Millions of Invisible Children
Over 13 million children live in rural areas and of them, nearly a quarter live in poverty. There is an urgent need to understand and respond to the disparities in health outcomes for this population of children, says NICHQ Chief Health Officer Elizabeth Coté, MD, MPH.
“Rural children in poverty are effectively invisible to decision makers and power structures of society,” explains Coté. “These are children who don’t live near pediatric hospitals or even their primary care provider. They are children who have fewer opportunities to play at public playgrounds, attend community events or engage with other families—they have fewer opportunities to be seen. So too often, policies and funding are not directed at these children, health systems don’t account for their families’ unique circumstances, and they fall through the cracks. It’s invisibility as much as a lack of resources that leaves these children vulnerable to poor health outcomes.”
Coté has treated these children.

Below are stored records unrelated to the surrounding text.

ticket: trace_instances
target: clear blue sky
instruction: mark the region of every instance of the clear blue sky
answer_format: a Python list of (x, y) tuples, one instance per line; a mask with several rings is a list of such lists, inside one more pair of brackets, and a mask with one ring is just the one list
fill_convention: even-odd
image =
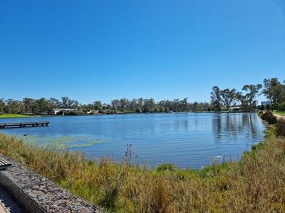
[(0, 97), (188, 97), (285, 80), (285, 1), (0, 1)]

She has witnessed first-hand how fragmented systems can fail rural families.
“I met Anna* when I was working in northern Maine as the clinical director for the Micmac Service Unit,” she says. “She was a 2-year-old child whose mother came into our clinic because Anna had been nauseous and lethargic, and our clinic was nearby and open.”
After discovering a high number of ketones in Anna’s urine test, Anna was rushed to the hospital for ketoacidosis, a complication that occurs when your body cannot produce enough insulin. She was hospitalized with a new diagnosis of type 1 diabetes, a potentially life-threatening condition if left unmanaged. Anna’s post-discharge plan was multifaceted:
- A referral to an endocrinologist located more than a two hour drive from Anna’s home
- Regular follow-up appointments with Anna’s primary care provider whom she and her mother had rarely seen
- Directions and prescriptions for Anna’s now-regular insulin treatments, which had to be titrated and changed on a daily basis
“It’s an overwhelming amount of information and next steps for anyone,” says Coté. “But it’s especially overwhelming for a mother living in a remote area without a car, access to transportation, or a working phone. For a mother who, even with Medicare, didn’t have the money for co-payments and prescriptions. Anna’s mother, like many other caregivers in rural areas, simply didn’t have the resources to support the care her child needed.”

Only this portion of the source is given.